I couldn't decide which version of Turn Your Eyes Upon Jesus to use. The first video is Jadon Lavik - he has a really great acoustic version. The second video is Selah - they have a really great a capella version.
For as many years as I can remember I have had a blue and white blanket that I keep on my bed. It was a gift from a friend of my grandfather's. On the blanket, in black stitching, it says "Trust in the Lord with all your heart and lean not on your own understanding; acknowledge Him in all your ways and He will make straight your paths."
That is one of the biggest ways my faith has grown since starting college - I have learned where to lean. When I was at home and growing up, I knew to lean on my faith and on God and a lot of that direction came from my parents. I leaned on my Bible, on devotion books, on Sunday School, Vacation Bible School, camp and how I knew God through those things.
When I chose to go to college 6 hours away from home, I knew there would be a lot of decisions I would make on my own. A lot of those decisions have to do with taking responsibility. Would I take responsibility for my studies or would they be a lower priority. Would I take responsibility for my relationship with Christ or would that be a lower priority.

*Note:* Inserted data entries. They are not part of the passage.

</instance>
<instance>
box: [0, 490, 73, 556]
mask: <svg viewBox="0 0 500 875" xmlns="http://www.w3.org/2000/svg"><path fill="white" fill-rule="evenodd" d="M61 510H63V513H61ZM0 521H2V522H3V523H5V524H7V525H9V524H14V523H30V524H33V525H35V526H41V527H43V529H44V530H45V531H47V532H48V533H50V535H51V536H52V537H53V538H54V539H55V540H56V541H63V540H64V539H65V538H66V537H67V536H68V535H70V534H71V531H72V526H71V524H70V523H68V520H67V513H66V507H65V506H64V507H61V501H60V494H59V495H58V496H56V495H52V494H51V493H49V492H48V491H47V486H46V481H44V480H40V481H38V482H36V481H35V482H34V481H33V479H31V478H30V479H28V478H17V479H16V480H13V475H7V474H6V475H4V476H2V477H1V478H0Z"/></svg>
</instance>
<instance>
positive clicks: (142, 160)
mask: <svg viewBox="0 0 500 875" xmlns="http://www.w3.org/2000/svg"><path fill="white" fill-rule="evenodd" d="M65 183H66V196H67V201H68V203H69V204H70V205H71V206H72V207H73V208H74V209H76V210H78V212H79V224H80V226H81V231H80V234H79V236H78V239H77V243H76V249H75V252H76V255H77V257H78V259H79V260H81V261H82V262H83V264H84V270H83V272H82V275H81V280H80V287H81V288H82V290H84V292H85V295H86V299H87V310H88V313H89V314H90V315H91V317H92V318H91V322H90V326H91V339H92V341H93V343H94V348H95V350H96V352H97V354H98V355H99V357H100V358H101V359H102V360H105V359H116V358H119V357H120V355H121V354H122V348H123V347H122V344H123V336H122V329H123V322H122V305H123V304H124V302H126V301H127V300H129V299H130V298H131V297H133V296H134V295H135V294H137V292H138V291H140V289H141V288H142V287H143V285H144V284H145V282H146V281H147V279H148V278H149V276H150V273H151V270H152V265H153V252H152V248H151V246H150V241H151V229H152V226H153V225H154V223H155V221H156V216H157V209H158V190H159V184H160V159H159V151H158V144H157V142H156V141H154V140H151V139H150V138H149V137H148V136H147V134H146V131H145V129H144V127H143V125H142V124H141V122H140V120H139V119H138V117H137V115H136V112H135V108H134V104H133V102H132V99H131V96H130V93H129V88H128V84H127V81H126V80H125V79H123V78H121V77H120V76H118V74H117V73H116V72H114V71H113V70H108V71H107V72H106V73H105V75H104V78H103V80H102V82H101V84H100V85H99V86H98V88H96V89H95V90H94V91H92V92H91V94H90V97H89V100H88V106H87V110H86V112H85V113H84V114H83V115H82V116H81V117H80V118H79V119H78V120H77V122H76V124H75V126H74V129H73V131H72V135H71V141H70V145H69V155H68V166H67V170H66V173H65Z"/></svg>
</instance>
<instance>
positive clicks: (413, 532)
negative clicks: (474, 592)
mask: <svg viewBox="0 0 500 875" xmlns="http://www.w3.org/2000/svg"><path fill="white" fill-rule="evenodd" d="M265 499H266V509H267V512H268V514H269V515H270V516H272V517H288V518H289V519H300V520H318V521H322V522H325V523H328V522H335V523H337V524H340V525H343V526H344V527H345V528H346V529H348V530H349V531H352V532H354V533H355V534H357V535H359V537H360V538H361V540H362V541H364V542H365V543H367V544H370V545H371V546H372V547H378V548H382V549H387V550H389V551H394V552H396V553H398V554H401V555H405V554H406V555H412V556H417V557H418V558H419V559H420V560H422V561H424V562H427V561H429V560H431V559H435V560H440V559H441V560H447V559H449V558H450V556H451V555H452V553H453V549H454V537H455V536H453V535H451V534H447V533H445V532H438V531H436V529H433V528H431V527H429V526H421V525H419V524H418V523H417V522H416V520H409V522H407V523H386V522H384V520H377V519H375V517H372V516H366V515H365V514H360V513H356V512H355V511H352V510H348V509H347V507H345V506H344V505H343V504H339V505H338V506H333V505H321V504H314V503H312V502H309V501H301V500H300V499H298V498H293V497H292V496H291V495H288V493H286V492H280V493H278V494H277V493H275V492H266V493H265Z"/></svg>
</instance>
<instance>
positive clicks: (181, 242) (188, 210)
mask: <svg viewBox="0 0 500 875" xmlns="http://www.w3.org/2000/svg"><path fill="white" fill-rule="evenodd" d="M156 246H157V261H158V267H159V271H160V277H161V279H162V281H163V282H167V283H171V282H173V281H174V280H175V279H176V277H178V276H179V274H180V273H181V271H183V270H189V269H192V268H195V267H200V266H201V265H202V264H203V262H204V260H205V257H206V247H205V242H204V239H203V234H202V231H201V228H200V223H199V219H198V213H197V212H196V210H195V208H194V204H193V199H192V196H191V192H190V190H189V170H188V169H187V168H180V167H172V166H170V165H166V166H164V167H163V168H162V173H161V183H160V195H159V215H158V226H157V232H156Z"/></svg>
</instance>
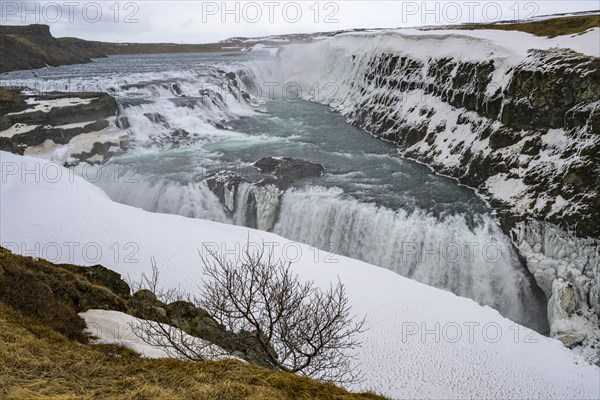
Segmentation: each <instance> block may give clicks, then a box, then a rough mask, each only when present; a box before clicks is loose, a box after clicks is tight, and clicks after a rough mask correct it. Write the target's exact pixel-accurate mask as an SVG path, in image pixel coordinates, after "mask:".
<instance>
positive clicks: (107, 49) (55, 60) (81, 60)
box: [0, 24, 236, 73]
mask: <svg viewBox="0 0 600 400" xmlns="http://www.w3.org/2000/svg"><path fill="white" fill-rule="evenodd" d="M223 46H224V45H223V44H220V43H208V44H174V43H122V44H117V43H107V42H95V41H88V40H82V39H77V38H55V37H53V36H52V34H51V33H50V27H49V26H48V25H40V24H34V25H24V26H11V25H2V26H0V55H2V57H0V73H2V72H7V71H15V70H23V69H34V68H42V67H47V66H53V67H55V66H59V65H68V64H79V63H87V62H90V61H91V59H93V58H100V57H106V56H108V55H113V54H157V53H188V52H201V51H232V50H236V49H232V48H231V46H229V47H227V48H226V49H223Z"/></svg>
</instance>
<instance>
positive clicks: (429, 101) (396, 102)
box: [311, 38, 600, 359]
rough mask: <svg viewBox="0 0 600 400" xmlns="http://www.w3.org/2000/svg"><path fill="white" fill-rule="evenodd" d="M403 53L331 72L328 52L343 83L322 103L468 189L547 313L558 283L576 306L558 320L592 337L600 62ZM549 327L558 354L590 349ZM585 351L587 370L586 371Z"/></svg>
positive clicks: (389, 55)
mask: <svg viewBox="0 0 600 400" xmlns="http://www.w3.org/2000/svg"><path fill="white" fill-rule="evenodd" d="M420 40H423V39H420ZM428 40H429V39H428ZM431 40H433V42H435V44H436V45H439V43H438V42H437V41H436V40H438V39H437V38H436V39H435V40H434V39H431ZM448 40H454V39H448ZM456 40H459V39H456ZM463 40H464V39H463ZM440 41H441V40H440ZM365 42H366V40H365ZM464 45H467V44H466V43H465V44H464ZM478 46H479V45H478ZM480 46H487V44H480ZM486 49H487V48H486ZM411 51H412V50H408V51H401V50H398V51H397V52H395V51H382V50H379V49H376V50H371V51H367V52H365V53H364V54H355V55H354V56H348V55H346V54H347V53H346V54H345V55H342V56H341V57H345V60H346V61H347V63H351V64H347V65H348V66H340V65H343V63H342V62H341V60H340V59H338V58H334V57H340V55H339V54H343V52H336V51H335V50H331V54H332V55H333V56H332V58H331V59H329V60H328V64H327V68H329V69H331V70H332V71H334V72H331V73H332V74H335V73H338V74H340V73H341V74H342V75H340V76H344V81H342V82H340V87H339V88H337V89H338V90H337V92H336V93H335V94H334V95H332V96H331V98H327V102H328V103H329V104H330V105H331V106H332V107H334V108H335V109H337V110H339V111H340V112H342V113H343V114H344V115H345V116H347V117H348V119H349V121H350V122H352V123H353V124H355V125H357V126H360V127H362V128H364V129H366V130H368V131H369V132H371V133H372V134H373V135H375V136H377V137H380V138H381V139H384V140H387V141H391V142H393V143H395V144H396V145H397V147H398V148H399V149H400V151H401V153H402V154H403V155H404V156H406V157H408V158H411V159H414V160H417V161H419V162H423V163H426V164H428V165H430V166H431V167H432V168H433V169H434V170H436V171H438V172H440V173H442V174H445V175H449V176H452V177H455V178H457V179H458V180H459V181H460V182H461V183H464V184H467V185H469V186H471V187H474V188H476V189H477V191H478V192H479V193H480V194H482V195H483V196H485V197H486V198H487V200H488V201H489V202H490V204H491V205H492V206H493V207H494V208H495V209H496V210H497V212H498V217H499V219H500V222H501V227H502V228H503V230H504V231H505V233H507V234H509V235H511V237H512V238H513V243H514V245H515V246H516V247H517V248H518V249H519V250H520V252H521V255H522V256H523V259H524V261H525V264H526V267H527V268H528V269H529V271H530V272H531V273H532V274H533V275H534V277H535V278H536V281H537V283H538V285H539V286H540V287H541V288H542V289H543V290H544V293H545V294H546V297H547V299H548V300H549V303H550V304H555V305H560V304H562V303H561V302H562V301H563V300H564V299H567V298H571V297H569V296H566V297H565V295H560V296H559V294H558V293H559V292H560V293H563V292H564V291H563V292H561V291H557V290H554V291H553V287H554V285H555V284H558V283H557V282H564V284H565V285H567V287H570V288H572V290H573V293H574V294H575V297H574V298H575V299H576V301H575V303H574V308H572V307H570V306H569V307H565V308H564V309H565V310H567V311H566V315H569V316H570V317H568V318H567V320H569V319H570V318H571V317H573V318H574V317H575V316H577V317H578V318H579V317H581V318H584V319H585V320H586V321H588V322H589V323H590V324H592V325H593V326H596V327H597V326H598V316H600V307H598V300H597V295H598V293H599V292H600V280H599V276H600V271H599V270H598V260H599V259H598V257H597V254H598V249H599V248H600V244H599V241H598V240H599V239H600V224H598V222H597V221H600V158H599V156H598V155H599V154H600V129H599V128H600V124H599V121H600V59H598V58H597V57H592V56H587V55H583V54H579V53H576V52H574V51H572V50H568V49H558V48H553V49H549V50H530V51H529V52H528V54H527V56H526V57H524V58H523V59H522V60H521V61H517V62H514V61H512V60H511V59H510V57H511V54H512V53H510V52H507V53H506V55H505V54H504V53H503V50H502V49H499V47H495V48H490V52H489V54H488V56H489V57H488V58H481V59H477V57H475V58H474V59H467V58H466V57H465V58H464V59H463V58H462V57H460V56H453V57H436V56H435V53H432V54H431V55H430V56H429V57H428V58H427V57H426V56H423V54H421V53H420V52H418V51H416V53H417V54H418V55H415V56H411ZM496 52H498V53H499V54H498V55H496V54H495V53H496ZM350 58H351V59H350ZM324 69H325V68H324ZM336 77H337V75H336ZM311 100H319V101H323V100H322V99H312V98H311ZM536 246H538V247H540V246H541V247H540V249H539V250H536V251H532V252H528V251H527V250H528V249H529V248H534V247H536ZM533 254H538V255H539V254H541V255H543V259H544V262H542V263H539V262H536V260H535V257H534V256H533ZM594 254H595V256H593V255H594ZM561 287H562V286H561ZM569 290H570V289H569ZM559 297H560V298H559ZM560 307H562V305H560ZM549 315H550V321H549V322H550V325H551V332H552V334H553V335H556V336H557V337H561V338H565V340H564V341H565V342H566V343H568V344H569V345H570V346H577V345H579V344H583V343H584V342H585V343H588V344H589V343H592V342H594V341H595V339H594V337H595V335H596V333H594V332H596V330H595V329H592V330H590V329H588V327H589V324H587V325H586V324H570V325H569V328H568V329H567V331H569V332H570V333H569V334H568V335H566V334H565V333H564V332H565V329H563V328H564V327H563V328H560V329H559V328H558V325H557V324H559V322H558V321H563V322H564V321H565V319H564V318H563V317H561V319H560V320H559V319H556V320H555V319H553V318H556V317H553V316H554V315H557V314H556V313H550V312H549ZM561 315H562V314H561ZM563 322H560V323H563ZM577 329H583V330H580V331H577ZM574 331H577V332H575V333H573V332H574ZM561 332H562V333H561ZM580 335H583V336H585V337H586V339H585V340H579V338H580ZM567 337H568V338H567ZM590 346H591V347H589V346H588V348H593V349H594V350H593V351H592V352H593V353H595V355H594V356H593V357H588V359H598V357H600V352H598V349H597V348H596V347H595V346H596V345H590Z"/></svg>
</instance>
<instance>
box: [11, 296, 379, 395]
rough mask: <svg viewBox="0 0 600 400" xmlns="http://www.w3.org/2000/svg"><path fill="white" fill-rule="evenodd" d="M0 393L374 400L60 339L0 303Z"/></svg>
mask: <svg viewBox="0 0 600 400" xmlns="http://www.w3.org/2000/svg"><path fill="white" fill-rule="evenodd" d="M0 397H1V398H6V399H31V398H36V399H92V398H93V399H112V398H122V399H159V398H160V399H190V398H193V399H197V400H204V399H206V400H209V399H210V400H219V399H222V400H238V399H239V400H241V399H252V400H275V399H277V400H288V399H289V400H292V399H294V400H302V399H306V400H309V399H310V400H313V399H332V400H333V399H339V400H353V399H381V397H379V396H376V395H373V394H352V393H349V392H347V391H345V390H343V389H341V388H338V387H336V386H334V385H331V384H326V383H320V382H317V381H314V380H311V379H308V378H304V377H299V376H296V375H293V374H287V373H283V372H278V371H273V370H268V369H265V368H262V367H259V366H255V365H253V364H249V363H243V362H240V361H234V360H228V361H206V362H197V363H192V362H186V361H180V360H173V359H161V360H147V359H142V358H139V357H138V356H137V355H136V354H135V353H134V352H132V351H130V350H127V349H123V348H121V347H119V346H115V345H110V346H107V345H102V346H94V345H89V344H82V343H78V342H73V341H70V340H68V339H66V338H65V337H64V336H63V335H61V334H59V333H57V332H55V331H53V330H51V329H47V328H46V327H44V326H43V325H42V324H40V323H39V322H38V321H34V320H33V319H31V318H29V317H26V316H23V315H21V314H19V313H17V312H15V311H14V310H12V309H11V308H10V307H8V306H6V305H4V304H2V303H0Z"/></svg>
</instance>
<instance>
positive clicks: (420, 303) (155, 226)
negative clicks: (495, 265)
mask: <svg viewBox="0 0 600 400" xmlns="http://www.w3.org/2000/svg"><path fill="white" fill-rule="evenodd" d="M0 162H1V166H2V176H1V179H2V181H1V184H2V188H1V197H0V204H1V210H0V212H1V213H0V216H1V221H2V225H1V229H0V237H1V243H2V246H4V247H7V248H9V249H10V250H13V251H15V252H17V253H21V254H25V255H32V256H40V257H44V258H47V259H50V260H51V261H55V262H70V263H80V264H85V265H92V264H103V265H105V266H107V267H109V268H111V269H114V270H115V271H117V272H119V273H121V274H123V275H125V276H127V275H130V276H131V277H132V278H139V275H140V274H141V273H142V272H144V271H146V272H148V270H149V268H150V256H154V257H155V258H156V262H157V265H158V266H159V267H160V269H161V272H162V274H161V278H162V279H163V284H164V285H165V286H180V287H181V288H182V289H184V290H189V291H194V290H196V288H197V285H201V284H202V281H201V276H200V259H199V255H198V253H197V251H198V249H201V248H202V246H203V245H207V246H217V248H218V249H220V250H221V251H227V252H228V253H227V254H229V256H235V255H236V254H239V251H240V250H241V248H242V246H243V245H244V244H245V243H246V242H247V241H248V240H249V241H250V242H253V243H261V242H265V243H270V244H271V246H272V247H273V248H274V255H275V257H282V258H284V259H287V260H290V261H293V263H292V265H293V268H294V269H295V271H297V272H298V274H299V275H300V277H301V278H302V279H312V280H315V281H316V283H317V284H318V285H323V286H327V285H329V283H330V282H332V281H335V280H336V279H337V278H338V277H339V279H340V280H341V281H342V282H343V283H344V284H345V285H346V288H347V292H348V296H349V298H350V301H351V302H352V304H353V306H354V311H355V312H356V313H357V314H359V315H360V314H366V315H367V326H368V327H369V330H368V331H367V332H366V333H364V334H363V337H362V339H363V342H364V345H363V347H362V348H361V349H360V352H359V357H358V362H359V363H360V364H361V367H362V370H363V371H364V373H365V380H364V382H362V383H357V384H354V385H350V389H355V390H373V391H376V392H378V393H381V394H383V395H386V396H389V397H391V398H411V399H413V398H503V399H508V398H514V399H517V398H518V399H524V398H535V399H538V398H555V399H568V398H570V399H582V398H598V397H600V368H598V367H596V366H592V365H589V364H587V363H586V362H585V361H584V360H583V359H582V358H581V357H579V356H577V355H575V354H573V353H572V352H570V351H569V350H568V349H566V348H565V347H563V346H562V344H561V343H560V342H559V341H558V340H554V339H549V338H546V337H543V336H541V335H539V334H537V333H536V332H534V331H531V330H529V329H527V328H524V327H521V326H519V325H517V324H515V323H513V322H511V321H509V320H507V319H505V318H503V317H502V316H500V314H499V313H498V312H496V311H495V310H493V309H491V308H489V307H481V306H479V305H477V304H476V303H475V302H474V301H472V300H469V299H465V298H461V297H457V296H455V295H453V294H451V293H449V292H445V291H442V290H439V289H435V288H432V287H429V286H426V285H423V284H420V283H417V282H415V281H411V280H409V279H406V278H403V277H401V276H399V275H397V274H395V273H393V272H391V271H389V270H386V269H382V268H378V267H375V266H373V265H369V264H366V263H363V262H360V261H356V260H352V259H348V258H345V257H341V256H336V255H332V254H328V253H324V252H319V251H317V250H316V249H314V248H310V247H308V246H306V245H302V244H298V243H293V242H290V241H288V240H286V239H283V238H281V237H279V236H277V235H274V234H270V233H266V232H260V231H255V230H251V229H247V228H242V227H237V226H231V225H224V224H219V223H214V222H209V221H203V220H198V219H188V218H184V217H180V216H174V215H165V214H155V213H149V212H145V211H142V210H139V209H136V208H132V207H129V206H125V205H121V204H117V203H114V202H112V201H111V200H110V199H109V198H108V197H107V196H106V195H105V194H104V193H103V192H102V191H101V190H100V189H98V188H97V187H95V186H93V185H92V184H90V183H87V182H85V181H84V180H83V179H80V178H78V177H76V176H73V175H72V174H70V173H69V171H68V170H66V169H64V168H62V167H59V166H57V165H56V164H51V163H49V162H48V161H45V160H40V159H34V158H28V157H21V156H17V155H13V154H10V153H5V152H0ZM131 184H135V183H131ZM213 248H214V247H213Z"/></svg>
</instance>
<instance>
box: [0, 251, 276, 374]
mask: <svg viewBox="0 0 600 400" xmlns="http://www.w3.org/2000/svg"><path fill="white" fill-rule="evenodd" d="M0 285H1V286H0V287H1V288H2V290H0V300H3V298H4V297H6V296H10V297H15V296H16V295H18V296H26V295H27V294H26V293H19V291H20V290H21V291H22V290H26V289H28V288H30V287H35V288H38V289H39V287H41V288H42V289H43V290H41V292H44V294H45V295H46V296H48V297H51V299H50V298H49V299H35V300H36V301H52V302H58V305H57V307H58V306H60V307H64V306H66V307H67V309H66V310H69V311H70V312H71V313H72V314H73V315H76V313H79V312H83V311H87V310H90V309H102V310H115V311H121V312H125V313H128V314H130V315H133V316H135V317H137V318H142V319H147V320H152V321H156V322H161V323H166V324H169V325H171V326H175V327H177V328H179V329H181V330H183V331H184V332H186V333H187V334H189V335H192V336H195V337H199V338H202V339H205V340H207V341H209V342H211V343H214V344H217V345H218V346H220V347H222V348H224V349H225V350H227V351H229V352H231V353H232V354H234V355H235V356H237V357H240V358H242V359H245V360H247V361H250V362H253V363H255V364H259V365H262V366H266V367H272V365H271V363H270V362H269V361H268V357H267V356H266V354H264V351H263V350H262V348H261V347H260V345H259V344H258V342H257V340H256V333H255V332H244V331H242V332H237V333H234V332H231V331H228V330H227V329H225V327H223V326H222V325H220V324H219V323H217V322H216V321H215V320H214V319H213V318H212V317H211V316H210V314H209V313H208V312H207V311H205V310H204V309H202V308H200V307H197V306H196V305H194V304H193V303H192V302H189V301H183V300H175V301H170V302H163V301H161V300H159V299H158V298H157V297H156V295H155V294H154V293H153V292H152V291H150V290H147V289H142V290H138V291H136V292H135V293H133V295H132V294H131V289H130V286H129V285H128V284H127V283H126V282H125V281H124V280H123V279H122V277H121V275H119V274H118V273H116V272H114V271H111V270H109V269H108V268H105V267H103V266H101V265H95V266H91V267H81V266H76V265H71V264H52V263H50V262H48V261H45V260H41V259H37V258H31V257H23V256H19V255H15V254H12V253H11V252H10V251H9V250H8V249H4V248H0ZM16 285H25V286H24V287H17V286H16ZM38 294H39V293H38ZM62 312H63V313H64V312H66V311H65V310H63V311H62ZM83 327H84V326H81V328H82V329H83Z"/></svg>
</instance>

At the end of my senior year my closest girlfriends and all of our moms gathered together for a mother/daughter afternoon at one of my friend's houses. My friend's mom had a great idea - all of us girls would write letters to ourselves that would be sent to us on a future date of our choosing. Our mom's would all write letters to us that would be sent on a date of their choosing. I got my letter from my mom early in my freshmen year. She told me that she loved me and that she would miss me while I was away, she hoped I was making friends and enjoying school. The very last thing she wrote was this: trust Jesus with everything.
She knew she and my dad couldn't go to college with me. She was telling me that Jesus had been there all along and would go with me to places that she couldn't. In college I am learning to take responsibility for my faith and my relationship with Christ and working on living a life in Him. I am learning to lean on Him. I am learning that I always can lean on Him. I can turn my eyes upon Jesus, and set my heart there too.